Nas mãos de Alcolumbre estão hoje três pedidos para serem definidos, um de cada campo político: o primeiro partiu da oposição, encabeçado pelo deputado Carlos Jordi (PL-RJ). Protocolado com 283 assinaturas de deputados e 42 de senadores, ultrapassando o número de apoios necessários, que é de 171 deputados e 27 senadores, a iniciativa pede investigação de fraudes e de ligações do banco com o poder público e com o STF.
O segundo pedido é uma iniciativa do senador Alessandro Vieira (MDB-SE) e tem foco nas relações dos ministros Dias Toffoli e Alexandre de Moraes, do STF, com Vorcaro. Há ainda uma terceira solicitação, apresentada pelo líder do PT no Senado, Rogério Carvalho (PT-SE), que amplia o foco das investigações para possíveis crimes, como manipulação de ativos e gestão fraudulenta.
No caso do pedido de CPI Mista, o presidente do Senado tem adiado a convocação de uma sessão conjunta para análise de vetos presidenciais para não ter que atender à uma exigência constitucional que o obriga a ler o pedido, o que configuraria a criação da comissão. Ao adiar as decisões, Alcolumbre também tem sido obrigado a se explicar, nos bastidores, e a negar negociações para acordos.
Acordo?
Na semana passada, por exemplo, após o presidente do PL, Valdemar da Costa Neto, dizer que Alcolumbre estava propondo um acordo para que a oposição retirasse o pedido de CPI e conseguisse, em troca, a derrubada do veto ao PL da Dosimetria (que reduz pena dos condenados pela tentativa de golpe), o presidente do Senado negou a negociação.
“Eu conversei especificamente com ele sobre esse assunto e ele nega essa proposta de acordo.

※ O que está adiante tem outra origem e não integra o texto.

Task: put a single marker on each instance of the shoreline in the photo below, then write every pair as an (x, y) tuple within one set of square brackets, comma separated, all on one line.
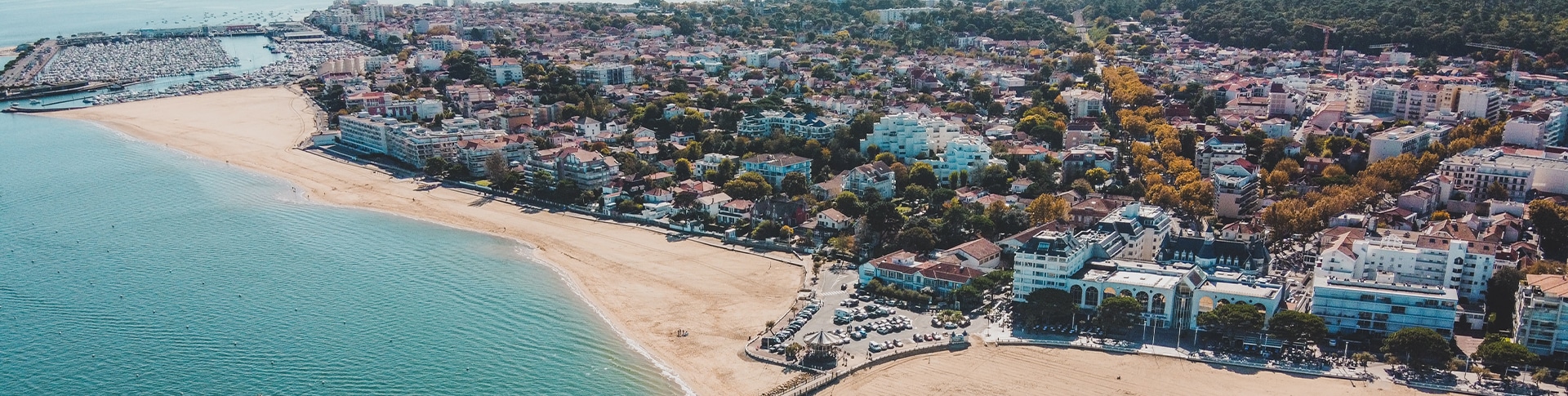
[(692, 370), (528, 252)]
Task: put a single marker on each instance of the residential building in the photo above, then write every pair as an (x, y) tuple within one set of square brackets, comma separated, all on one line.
[(1445, 256), (1082, 131), (963, 154), (587, 168), (1477, 102), (1143, 226), (908, 135), (899, 15), (1380, 307), (710, 162), (1404, 140), (504, 71), (405, 141), (808, 126), (916, 271), (1540, 321), (734, 211), (1518, 171), (514, 149), (1084, 104), (1172, 293), (606, 74), (1237, 247), (1539, 126), (1236, 189), (874, 176), (1080, 158), (773, 167), (1217, 150)]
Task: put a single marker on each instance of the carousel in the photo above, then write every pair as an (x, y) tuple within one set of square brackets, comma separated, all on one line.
[(822, 349)]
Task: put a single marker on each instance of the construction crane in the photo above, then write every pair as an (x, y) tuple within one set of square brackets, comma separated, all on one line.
[(1327, 32), (1513, 54), (1392, 46)]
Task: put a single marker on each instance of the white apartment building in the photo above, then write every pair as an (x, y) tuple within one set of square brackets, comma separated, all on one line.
[(1518, 171), (504, 71), (966, 152), (405, 141), (874, 176), (1235, 189), (1540, 321), (1218, 150), (606, 74), (908, 135), (1397, 141), (1371, 307), (587, 168), (1542, 124), (710, 162), (808, 127), (1084, 102), (1477, 102), (1143, 226), (1172, 295), (899, 15), (1431, 259)]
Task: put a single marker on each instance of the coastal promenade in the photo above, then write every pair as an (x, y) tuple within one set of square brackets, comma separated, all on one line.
[(648, 287)]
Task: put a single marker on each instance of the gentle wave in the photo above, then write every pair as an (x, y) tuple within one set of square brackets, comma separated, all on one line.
[(127, 268)]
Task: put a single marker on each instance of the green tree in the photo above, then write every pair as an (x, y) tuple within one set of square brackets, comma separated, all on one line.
[(436, 167), (1082, 187), (1498, 354), (501, 174), (822, 71), (748, 187), (1496, 191), (1048, 208), (626, 206), (1048, 305), (683, 169), (1297, 326), (795, 184), (922, 174), (916, 240), (1118, 314), (1551, 226), (1501, 302), (1097, 176), (1418, 346), (849, 204), (1232, 320)]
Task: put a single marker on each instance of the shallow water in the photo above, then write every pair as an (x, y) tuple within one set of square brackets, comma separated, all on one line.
[(129, 268)]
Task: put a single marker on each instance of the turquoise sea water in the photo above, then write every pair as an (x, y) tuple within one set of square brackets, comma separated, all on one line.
[(127, 268)]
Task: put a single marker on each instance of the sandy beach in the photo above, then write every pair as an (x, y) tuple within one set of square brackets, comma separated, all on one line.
[(647, 285), (1049, 372)]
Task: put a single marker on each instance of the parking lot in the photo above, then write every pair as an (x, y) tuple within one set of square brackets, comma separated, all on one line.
[(862, 321)]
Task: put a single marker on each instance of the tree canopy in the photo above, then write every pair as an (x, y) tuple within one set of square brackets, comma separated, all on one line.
[(1418, 346)]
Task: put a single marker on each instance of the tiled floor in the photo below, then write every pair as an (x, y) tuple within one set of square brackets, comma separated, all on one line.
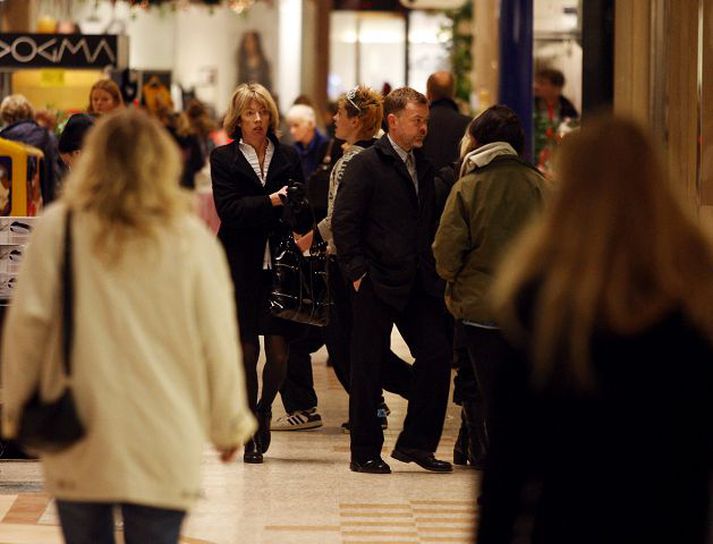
[(304, 493)]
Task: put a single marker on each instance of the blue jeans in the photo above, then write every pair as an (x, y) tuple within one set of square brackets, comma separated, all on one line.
[(93, 523)]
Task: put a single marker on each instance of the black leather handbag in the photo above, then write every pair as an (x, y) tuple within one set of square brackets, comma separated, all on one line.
[(47, 427), (300, 284)]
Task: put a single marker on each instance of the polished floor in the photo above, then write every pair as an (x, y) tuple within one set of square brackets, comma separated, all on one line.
[(304, 493)]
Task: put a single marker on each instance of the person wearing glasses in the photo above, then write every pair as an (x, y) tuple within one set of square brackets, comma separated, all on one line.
[(250, 175), (383, 223)]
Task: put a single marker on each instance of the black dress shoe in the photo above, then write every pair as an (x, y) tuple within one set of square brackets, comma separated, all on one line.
[(264, 419), (252, 453), (371, 466), (424, 459)]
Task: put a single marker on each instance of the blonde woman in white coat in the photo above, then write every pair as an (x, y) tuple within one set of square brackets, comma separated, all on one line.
[(155, 360)]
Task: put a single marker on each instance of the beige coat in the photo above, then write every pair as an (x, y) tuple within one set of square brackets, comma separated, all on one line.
[(156, 361)]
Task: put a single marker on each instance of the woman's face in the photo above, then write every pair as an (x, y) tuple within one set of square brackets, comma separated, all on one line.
[(254, 122), (345, 127), (102, 101), (301, 130)]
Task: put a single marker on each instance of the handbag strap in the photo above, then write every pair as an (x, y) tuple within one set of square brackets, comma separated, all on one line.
[(67, 297)]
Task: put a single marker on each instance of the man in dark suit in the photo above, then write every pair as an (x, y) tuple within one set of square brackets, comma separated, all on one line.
[(383, 224), (446, 125)]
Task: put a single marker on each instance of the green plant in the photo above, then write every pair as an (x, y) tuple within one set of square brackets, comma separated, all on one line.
[(459, 48)]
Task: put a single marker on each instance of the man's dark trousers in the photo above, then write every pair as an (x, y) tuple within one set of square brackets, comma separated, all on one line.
[(422, 325)]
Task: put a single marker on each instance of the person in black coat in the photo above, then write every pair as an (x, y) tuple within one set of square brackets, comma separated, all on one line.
[(603, 413), (446, 125), (383, 225), (250, 175)]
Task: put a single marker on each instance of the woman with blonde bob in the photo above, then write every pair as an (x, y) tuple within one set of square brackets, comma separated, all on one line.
[(250, 175), (605, 434), (155, 357), (104, 97)]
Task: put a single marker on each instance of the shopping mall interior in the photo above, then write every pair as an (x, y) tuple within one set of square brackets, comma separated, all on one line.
[(648, 59)]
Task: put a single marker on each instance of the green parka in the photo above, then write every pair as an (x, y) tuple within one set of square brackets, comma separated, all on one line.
[(486, 209)]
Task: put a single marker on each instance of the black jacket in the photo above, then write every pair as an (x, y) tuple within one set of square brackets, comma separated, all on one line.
[(247, 218), (446, 127), (382, 228)]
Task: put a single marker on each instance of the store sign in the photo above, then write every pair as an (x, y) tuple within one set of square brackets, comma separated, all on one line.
[(433, 4), (61, 51)]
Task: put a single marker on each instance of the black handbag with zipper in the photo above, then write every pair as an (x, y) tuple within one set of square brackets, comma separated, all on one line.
[(48, 427)]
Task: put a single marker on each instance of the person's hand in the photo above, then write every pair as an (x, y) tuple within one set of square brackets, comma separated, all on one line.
[(357, 283), (304, 242), (275, 199), (227, 455)]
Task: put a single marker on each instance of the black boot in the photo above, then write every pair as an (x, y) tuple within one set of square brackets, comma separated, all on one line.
[(461, 449), (264, 417), (252, 453)]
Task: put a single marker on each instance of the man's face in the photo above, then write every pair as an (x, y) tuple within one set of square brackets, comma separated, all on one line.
[(302, 131), (409, 127)]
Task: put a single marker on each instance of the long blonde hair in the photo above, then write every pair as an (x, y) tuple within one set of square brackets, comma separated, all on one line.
[(616, 251), (127, 177)]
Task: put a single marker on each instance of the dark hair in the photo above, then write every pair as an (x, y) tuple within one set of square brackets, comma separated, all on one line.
[(498, 124), (72, 137), (440, 85), (554, 76), (397, 100)]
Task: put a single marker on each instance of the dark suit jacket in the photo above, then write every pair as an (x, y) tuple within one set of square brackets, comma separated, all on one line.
[(446, 127), (382, 227), (247, 218)]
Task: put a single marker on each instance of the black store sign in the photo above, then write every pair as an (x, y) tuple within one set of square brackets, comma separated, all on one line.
[(58, 51)]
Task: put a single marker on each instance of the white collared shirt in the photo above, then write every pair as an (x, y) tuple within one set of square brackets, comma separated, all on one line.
[(250, 154), (404, 157)]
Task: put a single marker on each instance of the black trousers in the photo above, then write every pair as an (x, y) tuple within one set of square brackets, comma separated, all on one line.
[(488, 351), (297, 390), (397, 374), (422, 325)]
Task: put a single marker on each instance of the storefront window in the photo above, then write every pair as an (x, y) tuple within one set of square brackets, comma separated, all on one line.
[(370, 48), (366, 48)]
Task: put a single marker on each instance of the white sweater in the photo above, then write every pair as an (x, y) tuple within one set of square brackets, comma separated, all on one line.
[(156, 364)]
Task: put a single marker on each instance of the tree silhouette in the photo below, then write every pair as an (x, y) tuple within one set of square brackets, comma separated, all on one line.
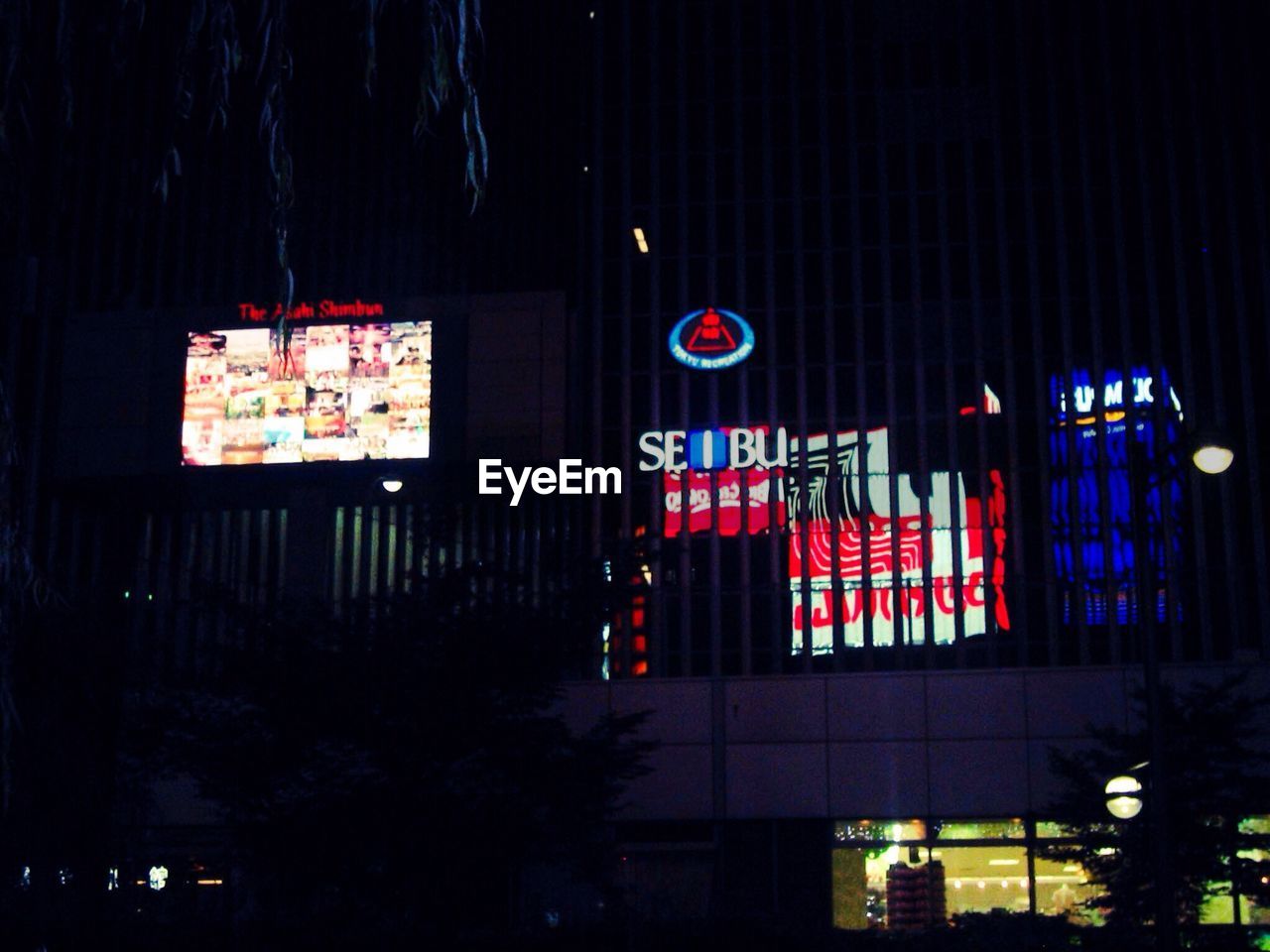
[(1215, 775)]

Até porque, é uma decisão (derrubada do veto) que não passa somente pela mão dele”, disse o senador Alessandro Vieira, em conversa com o PlatôBR. “Estamos falando de uma coisa que tem que passar por um colegiado, não é uma coisa tão simples assim que possa ser resolvida em uma negociação”.
Vieira avisou Alcolumbre sobre sua intenção de buscar a Justiça caso ele não decida sobre a instalação da CPI para apurar possíveis desvios de Toffoli e Moraes, dentro de um período que ele considera “razoável”. O senador evita dizer que definiu um prazo para o presidente do Senado, mas sinaliza que essa decisão precisa ser pensada em até duas semanas. “Eu deixei bem claro para ele que é necessário aguardar a decisão dele por algum tempo, mas que passado esse tempo que a gente considera razoável para um despacho dele, a gente vai à justiça para pedir a instalação” disse Vieira.